De Luca Francesco (Franco)

‘U scoglio d’u paricchiano (3)

di Francesco De Luca

 

per la prima parte (leggi qui)
per la seconda parte (leggi qui)

“Cosa sta accadendo sulla Torre?” – fu l’allarmato interrogativo emesso da don Giuseppe che nella casa parrocchiale stava sorseggiando un bicchiere di limonata. Mariuccia, la perpetua, l’aveva messa a rinfrescare nel pozzo, chiuso nel fiasco. Ora che don Giuseppe s’era alzato dalla pennichella pomeridiana l’aveva ritirato e il prete stava godendoselo il suo bicchiere, in santa pace, quando colpi di sparo echeggiarono dalla finestra. La casa parrocchiale dista dalla  Torre  pochissimo in linea d’aria e perciò i suoni gli arrivarono nitidi e forti. Lì si stava combattendo l’unico scontro serio fra i borbonici e i patrioti risorgimentali. I realisti avevano alzato il ponte levatoio e s’erano disposti sugli spalti. I patrioti   dallo spazio circostante l’assediavano. Don Giuseppe si vestì e stava per uscire quando arrivò trafelato Ignazio, un suo nipote. Da lui seppe tutto quello che era successo giù al porto e in piazza. Praticamente era avvenuto che quel pugno di facinorosi scesi dal piroscafo con la bandiera tricolore avevano trovato immediata solidarietà presso i relegati. Insomma c’erano centinaia di persone ad affiancarli.

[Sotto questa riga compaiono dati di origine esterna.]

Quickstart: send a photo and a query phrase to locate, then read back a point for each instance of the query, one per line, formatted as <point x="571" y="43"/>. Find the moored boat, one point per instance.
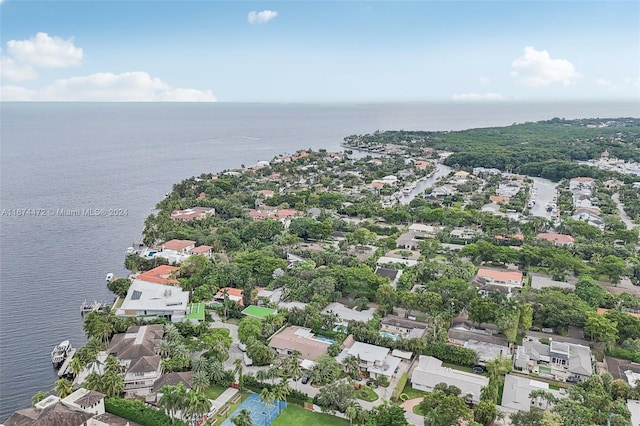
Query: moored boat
<point x="60" y="352"/>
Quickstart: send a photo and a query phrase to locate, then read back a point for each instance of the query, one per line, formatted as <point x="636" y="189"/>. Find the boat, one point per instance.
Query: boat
<point x="60" y="352"/>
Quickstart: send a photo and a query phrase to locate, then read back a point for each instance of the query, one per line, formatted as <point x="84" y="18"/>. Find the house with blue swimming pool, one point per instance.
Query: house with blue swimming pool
<point x="300" y="339"/>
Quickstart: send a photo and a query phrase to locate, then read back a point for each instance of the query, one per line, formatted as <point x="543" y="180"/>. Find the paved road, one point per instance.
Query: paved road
<point x="623" y="215"/>
<point x="545" y="193"/>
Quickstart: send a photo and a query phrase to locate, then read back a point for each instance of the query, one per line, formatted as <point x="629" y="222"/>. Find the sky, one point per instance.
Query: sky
<point x="320" y="51"/>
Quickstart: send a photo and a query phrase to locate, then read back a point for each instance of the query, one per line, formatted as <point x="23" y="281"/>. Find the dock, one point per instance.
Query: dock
<point x="92" y="307"/>
<point x="65" y="365"/>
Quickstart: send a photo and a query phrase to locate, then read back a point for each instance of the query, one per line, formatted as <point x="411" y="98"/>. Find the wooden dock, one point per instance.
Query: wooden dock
<point x="65" y="365"/>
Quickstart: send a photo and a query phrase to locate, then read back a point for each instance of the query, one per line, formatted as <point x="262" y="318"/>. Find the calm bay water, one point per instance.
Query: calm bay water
<point x="127" y="156"/>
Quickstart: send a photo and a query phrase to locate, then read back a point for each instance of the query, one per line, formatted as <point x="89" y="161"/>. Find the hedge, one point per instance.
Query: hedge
<point x="400" y="387"/>
<point x="139" y="412"/>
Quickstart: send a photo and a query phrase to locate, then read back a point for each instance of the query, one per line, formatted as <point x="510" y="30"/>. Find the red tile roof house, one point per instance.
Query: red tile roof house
<point x="163" y="274"/>
<point x="499" y="278"/>
<point x="206" y="251"/>
<point x="179" y="246"/>
<point x="194" y="212"/>
<point x="557" y="239"/>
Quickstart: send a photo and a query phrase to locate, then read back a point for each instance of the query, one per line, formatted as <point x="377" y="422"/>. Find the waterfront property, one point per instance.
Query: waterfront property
<point x="82" y="407"/>
<point x="429" y="372"/>
<point x="136" y="351"/>
<point x="147" y="300"/>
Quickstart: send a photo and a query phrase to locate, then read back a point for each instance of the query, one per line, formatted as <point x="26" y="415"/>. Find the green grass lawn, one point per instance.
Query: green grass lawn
<point x="366" y="394"/>
<point x="214" y="391"/>
<point x="411" y="393"/>
<point x="258" y="311"/>
<point x="296" y="415"/>
<point x="458" y="367"/>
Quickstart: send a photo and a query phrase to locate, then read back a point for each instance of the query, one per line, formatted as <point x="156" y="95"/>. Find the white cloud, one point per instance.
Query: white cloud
<point x="17" y="93"/>
<point x="477" y="97"/>
<point x="15" y="71"/>
<point x="45" y="51"/>
<point x="537" y="68"/>
<point x="261" y="17"/>
<point x="606" y="83"/>
<point x="130" y="86"/>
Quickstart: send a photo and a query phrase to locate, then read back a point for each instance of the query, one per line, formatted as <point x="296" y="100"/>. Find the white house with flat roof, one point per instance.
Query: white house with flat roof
<point x="429" y="372"/>
<point x="517" y="390"/>
<point x="150" y="300"/>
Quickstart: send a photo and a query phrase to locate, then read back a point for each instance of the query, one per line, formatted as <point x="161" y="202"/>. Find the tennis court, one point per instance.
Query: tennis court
<point x="258" y="311"/>
<point x="261" y="414"/>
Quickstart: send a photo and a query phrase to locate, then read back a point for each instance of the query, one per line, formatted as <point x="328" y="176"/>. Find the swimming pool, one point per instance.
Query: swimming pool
<point x="389" y="335"/>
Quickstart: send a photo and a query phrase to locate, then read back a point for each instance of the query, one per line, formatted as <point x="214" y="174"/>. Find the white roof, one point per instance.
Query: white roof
<point x="429" y="372"/>
<point x="368" y="353"/>
<point x="347" y="314"/>
<point x="385" y="259"/>
<point x="517" y="390"/>
<point x="634" y="408"/>
<point x="401" y="354"/>
<point x="388" y="366"/>
<point x="154" y="297"/>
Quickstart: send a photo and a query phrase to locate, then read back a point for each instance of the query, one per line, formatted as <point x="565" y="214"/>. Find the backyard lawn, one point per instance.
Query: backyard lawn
<point x="214" y="391"/>
<point x="366" y="393"/>
<point x="296" y="415"/>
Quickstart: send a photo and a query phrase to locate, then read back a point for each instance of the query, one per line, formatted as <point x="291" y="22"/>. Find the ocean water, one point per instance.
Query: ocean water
<point x="125" y="157"/>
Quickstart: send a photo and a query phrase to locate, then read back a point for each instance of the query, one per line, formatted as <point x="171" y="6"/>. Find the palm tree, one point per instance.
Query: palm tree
<point x="351" y="411"/>
<point x="238" y="370"/>
<point x="197" y="405"/>
<point x="37" y="397"/>
<point x="216" y="371"/>
<point x="112" y="383"/>
<point x="267" y="397"/>
<point x="76" y="366"/>
<point x="168" y="400"/>
<point x="280" y="393"/>
<point x="163" y="348"/>
<point x="63" y="388"/>
<point x="200" y="380"/>
<point x="242" y="419"/>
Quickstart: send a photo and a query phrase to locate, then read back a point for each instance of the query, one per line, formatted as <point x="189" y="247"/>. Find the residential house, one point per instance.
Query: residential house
<point x="429" y="372"/>
<point x="299" y="339"/>
<point x="136" y="351"/>
<point x="149" y="300"/>
<point x="206" y="251"/>
<point x="234" y="294"/>
<point x="558" y="360"/>
<point x="487" y="280"/>
<point x="557" y="239"/>
<point x="393" y="275"/>
<point x="82" y="408"/>
<point x="194" y="213"/>
<point x="376" y="360"/>
<point x="404" y="327"/>
<point x="517" y="391"/>
<point x="346" y="315"/>
<point x="163" y="274"/>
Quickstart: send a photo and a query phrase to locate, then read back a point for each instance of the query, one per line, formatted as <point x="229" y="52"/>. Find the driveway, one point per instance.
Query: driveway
<point x="412" y="418"/>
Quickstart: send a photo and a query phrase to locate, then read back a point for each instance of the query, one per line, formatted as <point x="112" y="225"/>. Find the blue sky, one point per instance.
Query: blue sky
<point x="320" y="51"/>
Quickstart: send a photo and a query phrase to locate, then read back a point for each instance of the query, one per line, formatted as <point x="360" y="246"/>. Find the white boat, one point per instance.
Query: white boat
<point x="60" y="352"/>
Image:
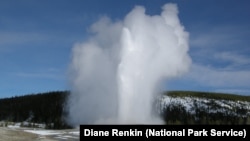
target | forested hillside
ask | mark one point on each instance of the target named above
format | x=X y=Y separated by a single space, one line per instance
x=185 y=107
x=46 y=108
x=175 y=107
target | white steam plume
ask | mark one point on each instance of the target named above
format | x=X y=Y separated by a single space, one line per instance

“E dove stanno?” – domandò il prete.

“Stanno intorno alla Torre. Hanno catturato il comandante Astorino e lo stanno portando su per indurre i soldati ad arrendersi e a calare il ponte”.

“E ce l’hanno le armi?”- insistette il prelato.

“Alcuni sono armati, altri no”.

“E che vogliono?”

“Vogliono liberare l’isola dai borbonici” – rispose il nipote.

“Sacro Cuore di Gesù, ma sono francesi?”

“No, no, che francesi – ribatté Ignazio – sono italiani”.

“Patrioti italiani… eh… lo sapevo io. Me lo sentivo che qualcosa stava avvenendo. Ee… zio Gaetano ( il sindaco ) lo sa?”

“No – rispose Ignazio – zio Gaetano sta a Le Forna, sta ultimando la potarella alle viti”.

“Ah … e adesso come facciamo? Lo deve sapere. Qui si deve fare qualcosa. Lo senti… Stanno ancora combattendo qua sopra. Chi sa quanti morti!”

“Finora uno solo” – rispose il nipote.

“Bisogna avvertire tuo zio il sindaco. Anzi, a proposito, c’era giù quel galantuomo di Giuseppe Tricoli?”

“No, non ho visto né lui né nessuno della sua combriccola”.

“Bene – rispose il prete – questa è una buona notizia. Però ci sono sempre quei mangiapreti dei carcerati. Come hai detto ? Ce n’erano tanti?”

“Tanti, tanti zio”.

“E allora quelli mi verranno a trovare. Senti, senti cosa dobbiamo fare…”

La perpetua in quel frangente entrò e disse: “Hanno preso la Torre, sono entrati nella Torre”.

Don Giuseppe riprese: “Non c’è più tempo. Mariuccia chiudi la porta, non aprire a nessuno e non farti vedere. Tu, Ignazio, devi assolutamente andare a Le Forna ad avvertire zio Gaetano e dirgli di aspettare mie notizie”

“E tu don Giuseppe?”

“Io mi devo nascondere… vai… in qualche modo farò”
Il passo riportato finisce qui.